Un grand livre exhumé
À propos de Suite française d’Irène Némirovsky,
par Anne Turrettini
Lorsqu’elle a dû elle-même fuir Paris et trouver refuge dans un village du Morvan avec son mari et ses deux filles pour échapper aux nazis, Irène Némirovsky s’est attachée, malgré son inquiétude croissante, à écrire pendant les années 1941 et 1942 l’exode de juin 1940 et l’occupation allemande. En dépit de sa notoriété, notamment grâce à la publication de David Golder (1929), Le Bal (1930) et Le Vin de solitude (1935), les pages qu’elle noircit alors resteront longtemps inédites. Et pour cause : elle est arrêtée le 13 juillet 1942, puis déportée à Auschwitz où elle meurt la même année. Le manuscrit est conservé, telle une relique, par ses filles qui perdent peu après leur père, lui aussi assassiné en déportation. Ce n’est que quelque soixante ans plus tard que l’aînée des deux enfants, Denise Epstein, trouve enfin le courage de lire le texte de Suite française, qu’elle retranscrit ensuite patiemment pendant plus de deux ans. Au terme de ce tra-vail éprouvant, le manuscrit parvient aux Editions Denoël et c’est ainsi que ce portrait au vitriol d’une société en pleine débâcle, qui vient d’être couronné par le Prix Renaudot, a pu voir le jour.
Tragédie et douceur
Comme en témoignent les notes manuscrites d’Irène Némirovsky relevées dans un cahier et reproduites en fin de volume, l’auteure d’origine juive ukrainienne prévoyait d’écrire un livre en cinq parties. Elle n’aura eu le temps que d’en achever deux, la première s’intitule « Tempête en juin », la seconde « Dolce ». Ces parties s’opposent et se rejoignent, elles sont « tragédie » et « douceur » comme l’écrit Irène Némirovsky dans son cahier.

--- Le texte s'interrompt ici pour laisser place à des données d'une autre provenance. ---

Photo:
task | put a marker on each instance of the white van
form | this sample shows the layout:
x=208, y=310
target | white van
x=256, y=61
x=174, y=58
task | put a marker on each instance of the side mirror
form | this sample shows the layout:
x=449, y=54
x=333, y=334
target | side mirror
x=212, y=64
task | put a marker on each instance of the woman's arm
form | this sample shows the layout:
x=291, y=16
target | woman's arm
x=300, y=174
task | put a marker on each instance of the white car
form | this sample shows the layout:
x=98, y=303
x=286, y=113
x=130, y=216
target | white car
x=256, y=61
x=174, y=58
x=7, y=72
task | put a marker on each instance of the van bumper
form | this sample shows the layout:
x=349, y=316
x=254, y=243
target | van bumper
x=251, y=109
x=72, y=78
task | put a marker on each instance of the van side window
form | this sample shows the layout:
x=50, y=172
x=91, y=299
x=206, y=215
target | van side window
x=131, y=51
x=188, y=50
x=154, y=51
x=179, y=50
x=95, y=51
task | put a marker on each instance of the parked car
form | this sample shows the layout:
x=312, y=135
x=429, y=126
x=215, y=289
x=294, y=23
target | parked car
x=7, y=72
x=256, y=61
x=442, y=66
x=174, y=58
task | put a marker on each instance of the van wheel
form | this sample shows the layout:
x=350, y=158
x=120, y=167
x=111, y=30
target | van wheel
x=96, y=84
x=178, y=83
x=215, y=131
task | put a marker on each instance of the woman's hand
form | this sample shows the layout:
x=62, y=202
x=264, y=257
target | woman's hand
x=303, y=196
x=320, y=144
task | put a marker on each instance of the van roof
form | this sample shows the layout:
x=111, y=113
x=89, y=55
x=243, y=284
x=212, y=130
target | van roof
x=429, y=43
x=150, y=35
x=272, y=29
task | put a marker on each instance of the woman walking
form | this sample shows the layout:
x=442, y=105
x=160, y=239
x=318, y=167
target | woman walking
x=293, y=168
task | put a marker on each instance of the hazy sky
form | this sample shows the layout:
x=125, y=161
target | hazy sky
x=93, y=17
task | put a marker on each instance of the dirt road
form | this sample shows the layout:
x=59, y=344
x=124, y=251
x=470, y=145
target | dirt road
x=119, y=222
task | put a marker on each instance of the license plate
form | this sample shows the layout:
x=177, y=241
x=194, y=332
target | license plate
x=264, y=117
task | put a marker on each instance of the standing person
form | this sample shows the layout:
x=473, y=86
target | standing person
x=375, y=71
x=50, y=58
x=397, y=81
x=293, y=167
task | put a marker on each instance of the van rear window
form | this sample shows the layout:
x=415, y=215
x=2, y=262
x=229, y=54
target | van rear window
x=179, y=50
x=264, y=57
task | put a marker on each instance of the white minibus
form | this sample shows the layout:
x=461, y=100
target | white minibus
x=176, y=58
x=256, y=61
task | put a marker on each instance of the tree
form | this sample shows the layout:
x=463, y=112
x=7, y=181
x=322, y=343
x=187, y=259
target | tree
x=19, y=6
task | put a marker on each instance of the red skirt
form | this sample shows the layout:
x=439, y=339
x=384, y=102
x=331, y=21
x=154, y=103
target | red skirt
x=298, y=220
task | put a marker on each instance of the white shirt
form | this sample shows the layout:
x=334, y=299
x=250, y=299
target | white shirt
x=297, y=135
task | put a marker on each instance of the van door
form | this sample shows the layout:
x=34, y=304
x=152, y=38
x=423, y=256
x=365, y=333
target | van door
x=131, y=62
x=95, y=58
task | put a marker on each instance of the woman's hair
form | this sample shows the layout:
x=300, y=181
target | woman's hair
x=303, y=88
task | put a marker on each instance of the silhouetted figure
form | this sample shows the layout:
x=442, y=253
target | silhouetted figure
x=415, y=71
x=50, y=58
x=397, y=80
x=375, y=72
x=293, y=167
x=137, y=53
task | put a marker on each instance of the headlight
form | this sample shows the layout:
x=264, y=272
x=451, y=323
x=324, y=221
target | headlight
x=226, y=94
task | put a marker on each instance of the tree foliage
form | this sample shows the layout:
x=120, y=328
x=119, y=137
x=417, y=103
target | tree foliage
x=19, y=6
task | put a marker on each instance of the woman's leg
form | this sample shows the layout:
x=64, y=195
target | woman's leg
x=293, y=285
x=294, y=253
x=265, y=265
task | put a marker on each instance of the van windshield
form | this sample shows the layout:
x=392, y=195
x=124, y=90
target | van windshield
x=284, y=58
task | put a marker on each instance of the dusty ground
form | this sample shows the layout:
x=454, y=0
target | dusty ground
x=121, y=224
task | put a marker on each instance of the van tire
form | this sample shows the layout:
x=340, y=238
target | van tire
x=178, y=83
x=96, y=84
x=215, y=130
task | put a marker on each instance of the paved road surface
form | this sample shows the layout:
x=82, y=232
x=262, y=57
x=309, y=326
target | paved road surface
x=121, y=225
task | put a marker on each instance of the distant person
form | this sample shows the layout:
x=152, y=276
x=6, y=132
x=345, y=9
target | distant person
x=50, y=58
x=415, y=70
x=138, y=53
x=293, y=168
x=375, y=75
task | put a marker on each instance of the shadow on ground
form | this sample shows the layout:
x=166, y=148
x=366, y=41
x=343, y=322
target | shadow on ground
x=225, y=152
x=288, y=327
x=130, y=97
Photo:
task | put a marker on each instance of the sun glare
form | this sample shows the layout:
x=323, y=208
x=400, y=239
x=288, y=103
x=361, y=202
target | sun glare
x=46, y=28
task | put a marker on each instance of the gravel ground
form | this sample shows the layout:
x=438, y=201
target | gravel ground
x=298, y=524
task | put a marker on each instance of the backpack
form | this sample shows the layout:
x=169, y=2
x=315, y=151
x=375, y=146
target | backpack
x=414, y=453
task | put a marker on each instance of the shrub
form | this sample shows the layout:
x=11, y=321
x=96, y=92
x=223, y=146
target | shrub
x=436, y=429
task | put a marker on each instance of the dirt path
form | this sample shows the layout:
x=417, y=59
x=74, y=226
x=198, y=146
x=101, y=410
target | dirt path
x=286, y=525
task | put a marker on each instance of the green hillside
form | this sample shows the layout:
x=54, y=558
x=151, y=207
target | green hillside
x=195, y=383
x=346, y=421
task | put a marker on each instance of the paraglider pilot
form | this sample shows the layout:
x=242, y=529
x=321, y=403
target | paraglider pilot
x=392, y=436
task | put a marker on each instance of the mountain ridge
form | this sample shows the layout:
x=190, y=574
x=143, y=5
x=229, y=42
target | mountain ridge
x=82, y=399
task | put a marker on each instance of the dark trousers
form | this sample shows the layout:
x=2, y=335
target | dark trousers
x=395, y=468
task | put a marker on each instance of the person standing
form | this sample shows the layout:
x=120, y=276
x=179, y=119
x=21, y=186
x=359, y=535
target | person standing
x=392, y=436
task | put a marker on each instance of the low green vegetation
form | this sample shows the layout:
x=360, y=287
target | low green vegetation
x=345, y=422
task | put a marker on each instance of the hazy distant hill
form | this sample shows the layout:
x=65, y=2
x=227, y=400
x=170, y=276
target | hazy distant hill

Ou feu et eau.
« Tempête en juin » évoque, à travers une galerie de personnages, l’exode de juin 1940: les routes encombrées de Parisiens de toutes conditions qui fuient à pied ou à vélo avec une valise ou un balluchon, les voitures remplies jusqu’au plafond d’objets de valeur et de bric-à-brac, les bombardements, la peur, la faim, l’épuisement, les blessés, les morts… : il y a les Péricand avec leur ribambelle d’enfants, famille bourgeoise et bien-pensante, Gabriel Corte, un écrivain maniéré très imbu de lui-même et sa maîtresse, Charles Langelet, un collectionneur mondain et avare, Jeanne et Maurice Michaud, modestes employés de banque.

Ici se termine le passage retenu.